Feds indict Duluth man, 3 others, for 'pill mill' near school

ATLANTA -- A Duluth man was indicted last week by a federal grand jury on charges that he was part of a pill mill operation less than a mile from Berkmar High School.

Dr. George Williams, 45, of Duluth and three people from Hollywood, Fla. were arrested on drug and distribution charges. Officials from the Atlanta office of the Drug Enforcement Agency believe Williams, Larry Webman, 64, and Randy Webman, 59, two brothers and the pain clinic owners, and Dara Webman, 29, an office manager and the daughter of Randy Webman, illegally sold and distributed prescriptions for opiate-based narcotics and other controlled substances under the guise of a pain clinic in Lilburn.

Federal authorities are seeking a forfeiture of all the property used for the clinic, and Williams' license to practice medicine. The maximum penalty is 40 years in prison and a fine up to $2 million.

Customers typically paid $250 to $350 per visit, and usually left with a prescription for a controlled substance, such as oxycodone, a highly addictive painkiller, U.S. Attorney Sally Quillian Yates said in a news release.

"Unscrupulous doctors illegally exploiting their license to prescribe controlled substances represent an increasing source of deadly illicit drugs in our communities," Yates said. "The storefronts from which these criminal enterprises operate threaten the safety of our children and the security of our neighborhoods."
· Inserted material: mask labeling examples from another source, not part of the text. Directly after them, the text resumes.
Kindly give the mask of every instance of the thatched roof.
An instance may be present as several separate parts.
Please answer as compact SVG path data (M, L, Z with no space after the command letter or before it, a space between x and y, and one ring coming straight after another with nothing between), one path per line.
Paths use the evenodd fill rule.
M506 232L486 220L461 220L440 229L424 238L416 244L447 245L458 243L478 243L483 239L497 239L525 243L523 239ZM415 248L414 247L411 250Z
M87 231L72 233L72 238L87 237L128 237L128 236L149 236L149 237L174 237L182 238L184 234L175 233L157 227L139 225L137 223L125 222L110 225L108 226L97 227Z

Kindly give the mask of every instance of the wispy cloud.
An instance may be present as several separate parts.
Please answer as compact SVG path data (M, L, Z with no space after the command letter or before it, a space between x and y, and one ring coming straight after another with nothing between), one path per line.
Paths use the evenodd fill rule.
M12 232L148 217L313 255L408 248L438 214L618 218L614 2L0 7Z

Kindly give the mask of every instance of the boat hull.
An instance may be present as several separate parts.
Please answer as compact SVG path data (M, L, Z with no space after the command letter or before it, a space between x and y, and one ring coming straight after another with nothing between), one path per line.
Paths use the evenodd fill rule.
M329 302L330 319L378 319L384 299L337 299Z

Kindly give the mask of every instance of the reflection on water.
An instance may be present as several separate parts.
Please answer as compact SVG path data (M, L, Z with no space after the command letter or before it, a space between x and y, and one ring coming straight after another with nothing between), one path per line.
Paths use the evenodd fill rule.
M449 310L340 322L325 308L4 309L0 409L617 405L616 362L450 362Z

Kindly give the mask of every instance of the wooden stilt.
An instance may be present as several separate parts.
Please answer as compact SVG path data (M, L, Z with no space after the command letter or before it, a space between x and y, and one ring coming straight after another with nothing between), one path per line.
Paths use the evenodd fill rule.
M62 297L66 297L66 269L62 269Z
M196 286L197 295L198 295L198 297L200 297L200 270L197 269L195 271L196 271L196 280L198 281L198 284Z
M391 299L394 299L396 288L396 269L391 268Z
The clinic didn't take appointments, and customers often traveled from Ohio, Kentucky, Tennessee, the Carolinas and Florida, Yates said.

Harry S. Sommers, a special agent with the DEA, said operations like this are "pill mills" and those involved are drug dealers.
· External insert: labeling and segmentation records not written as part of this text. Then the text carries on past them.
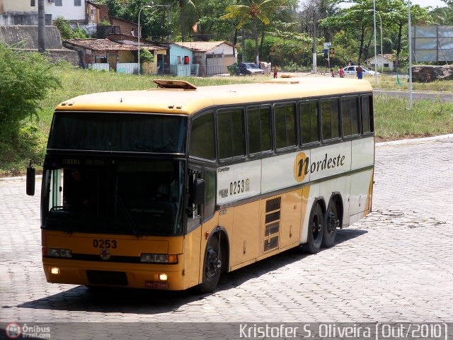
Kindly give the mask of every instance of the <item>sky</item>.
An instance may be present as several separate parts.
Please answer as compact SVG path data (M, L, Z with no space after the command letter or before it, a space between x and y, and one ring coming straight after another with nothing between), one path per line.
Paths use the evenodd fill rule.
M300 2L303 3L304 0L301 0ZM430 6L432 8L435 8L436 7L444 7L447 6L445 3L442 0L411 0L411 4L413 5L420 5L422 7L428 7L428 6ZM350 5L346 5L346 6L348 6ZM342 6L342 4L340 4L340 7L343 8L343 6Z
M432 8L445 7L447 6L444 1L441 0L411 0L411 4L420 5L422 7L428 7L430 6Z

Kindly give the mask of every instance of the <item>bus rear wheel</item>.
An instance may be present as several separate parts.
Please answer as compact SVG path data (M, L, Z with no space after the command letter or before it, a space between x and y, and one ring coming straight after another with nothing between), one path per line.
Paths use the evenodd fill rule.
M302 248L304 251L309 254L316 254L319 251L323 241L323 210L319 203L315 203L310 212L309 238Z
M340 225L337 207L334 200L331 200L326 212L326 220L323 228L323 242L321 246L328 248L333 245L337 235L337 227Z
M206 247L203 282L198 286L203 293L211 293L217 285L222 271L221 254L219 239L214 236Z

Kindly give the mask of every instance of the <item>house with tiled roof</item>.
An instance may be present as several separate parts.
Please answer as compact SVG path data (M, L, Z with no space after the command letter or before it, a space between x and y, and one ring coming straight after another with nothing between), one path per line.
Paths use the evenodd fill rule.
M190 57L190 53L185 51L191 51L192 58L190 57L189 64L198 65L200 76L227 74L226 67L236 62L237 58L236 48L224 40L173 41L171 47L171 66L172 62L183 64L187 60L185 57ZM181 51L183 55L180 54Z
M379 54L374 57L365 60L367 64L372 69L374 69L374 64L377 65L377 70L380 72L382 67L389 71L394 70L394 58L391 54Z
M142 40L141 40L142 41ZM110 39L69 39L63 42L67 48L79 51L82 56L84 67L97 70L113 70L120 73L138 73L138 46L122 43ZM151 44L140 45L154 54L166 52L167 48ZM154 69L157 69L155 66Z

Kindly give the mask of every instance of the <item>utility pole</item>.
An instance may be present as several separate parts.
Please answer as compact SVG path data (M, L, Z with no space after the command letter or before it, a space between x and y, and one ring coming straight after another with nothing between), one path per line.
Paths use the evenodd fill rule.
M242 62L246 62L246 29L242 26Z
M313 9L313 72L318 73L318 67L316 65L316 17Z
M45 52L45 11L44 0L38 0L38 52Z

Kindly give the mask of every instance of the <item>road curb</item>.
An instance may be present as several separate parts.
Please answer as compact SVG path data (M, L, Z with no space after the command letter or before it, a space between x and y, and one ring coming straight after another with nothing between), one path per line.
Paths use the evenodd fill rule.
M431 140L445 140L447 138L453 138L453 134L442 135L440 136L424 137L423 138L413 138L409 140L391 140L390 142L382 142L376 143L377 147L384 147L386 145L400 145L402 144L409 143L423 143L424 142L430 142Z

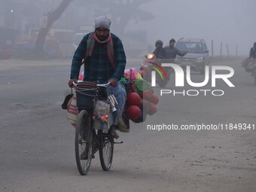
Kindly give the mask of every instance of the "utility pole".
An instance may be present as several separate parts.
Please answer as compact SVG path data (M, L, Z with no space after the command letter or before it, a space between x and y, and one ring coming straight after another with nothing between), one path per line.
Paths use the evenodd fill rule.
M212 56L213 56L213 40L212 40Z
M227 53L228 56L230 55L230 52L228 51L228 44L227 44Z

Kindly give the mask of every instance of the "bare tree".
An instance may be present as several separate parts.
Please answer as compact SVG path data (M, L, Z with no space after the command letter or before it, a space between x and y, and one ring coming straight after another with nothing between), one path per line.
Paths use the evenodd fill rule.
M116 32L123 35L129 22L134 20L151 20L154 16L151 12L142 9L142 5L154 0L87 0L88 7L95 8L95 15L108 15L113 25L117 27ZM84 0L77 0L77 5L84 6Z
M36 55L41 55L43 53L45 38L50 29L53 26L53 23L59 18L72 1L74 0L62 0L58 8L48 13L47 25L46 26L43 26L40 29L39 34L35 42L35 52Z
Lilburn Police Chief Bruce Hedley said his department's top priority last year was working in a partnership with the U.S. Attorney's Office, DEA and Internal Revenue Service to close this operation.

"We don't want them or any other type of illegal operation in our town whose sole mission was to pour poison into our community," Hedley said. "I am proud of the energy and commitment by all of our partners who were steadfast and dedicated in removing this cancer from our streets and increasing our quality of life in our city,"

The clinic was known under several names, such as Premier Medical Management, Inc., Premier Pain Management, Inc., Premier Pain Management and Premier Pain Management and Physical Therapy.

At the location, 3993 Lawrenceville Highway, Suite 110, Yates said Williams was the clinic's prescribing physician, and routinely prescribed controlled substances outside the course of professional medical practice and without legitimate medical purposes. Dara Webman worked at the clinic as an office manager, and handed out these prescriptions to customers in exchange for cash payments ostensibly collected for office visits.

Williams typically saw a customer only at the initial visit, for a brief examination, Yates said. On return visits, customers received pre-signed prescriptions by Williams for controlled substances from Dara Webman. Nearly all payments were in cash, and Larry Webman and Randy Webman personally oversaw the collection of the clinic's receipts, Yates said.


TOWG 2 years, 8 months ago

I wonder if the DEA will follow up and go after the pharmacies that filled these bogus prescriptions?


RiggaTony 2 years, 8 months ago

The fact that this was NEAR A SCHOOLS means the penalties should be significantly harder.

It bothers me to think that high schoolers were within 1 mile of drugs. At least that threat is now gone.


Mack711 2 years, 8 months ago

The location does not make any difference. They caught this people and they are in jail that is all that counts. Yes it is impprtant to keep these people away from schools but inside the schools is where some of the drugs are today.